I am multi-processing my python script with apply_async() as below:

def my_proc(df, id):
   # do something
   return df

df = pd.read_csv(myfile, sep='\t', header=0, dtype=object)
p = multiprocessing.Pool(50)
ids = df['id'].tolist()
for i in range(len(ids))
    result[id] = p.apply_async(my_proc, [df, ids[i]])

The problem I am encountering is if dataframe size gets very large (200K rows with 75 columns), at any given time only one process runs while all others are blocked in sleep mode.

If I save the dataframe into a csv file and pass the csv filename as a parameter and have the processes open and read the csv, I see that now all processes stay running but the performance becomes unacceptable as all processes (50 of them) compete to open the same large csv file.

Anyone can tell me how can I find out why and where are these processes blocked. Any suggestions for an alternative performant workaround?

Edits:

I am using a Linux server. I tried to pass the df in a queue like below, but same result. I also return a None and changed my process count to 3 to isolate the problem:

def my_proc(q, id):
    df = q.get()
    # do something
    return **None**

p = multiprocessing.Pool(**3**)
m = multiprocessing.Manager()
q = m.Queue()
df = pd.read_csv(report_file_dups, sep='\t', header=0, dtype=object)
q.put(df)
ids = df['id'].tolist()
for i in range(len(ids))
    result[id] = p.apply_async(my_proc, [q, ids[i]])

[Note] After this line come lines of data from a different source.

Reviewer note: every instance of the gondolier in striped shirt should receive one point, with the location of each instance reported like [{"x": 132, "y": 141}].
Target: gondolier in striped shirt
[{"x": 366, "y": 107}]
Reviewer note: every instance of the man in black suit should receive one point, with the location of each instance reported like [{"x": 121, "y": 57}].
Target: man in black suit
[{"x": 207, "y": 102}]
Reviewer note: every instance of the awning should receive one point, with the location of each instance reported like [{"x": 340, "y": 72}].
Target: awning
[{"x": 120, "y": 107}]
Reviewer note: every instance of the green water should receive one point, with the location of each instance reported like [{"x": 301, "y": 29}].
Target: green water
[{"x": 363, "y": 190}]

Am I using the queue as it was intended?

1
Are you on Windows? if you are you need to put your main code in a if __name__=="__main__": block. Otherwise multiprocessing won't work correctly. - Dan D.
have you tried using map with a chunksize set? looks a bit like a question I responded to recently: stackoverflow.com/a/53797655/1358308 - Sam Mason
it might also just be related to sending so much data around the place. the parameters for each call get "pickled" independently, and the results are picked before sending back. i.e. you probably want to do something so that you're not pickling a large dataframe with every call - Sam Mason

1 Answers

0
votes

What about feeding the file into a queue, reading it line by line, and having workers consume data from the queue?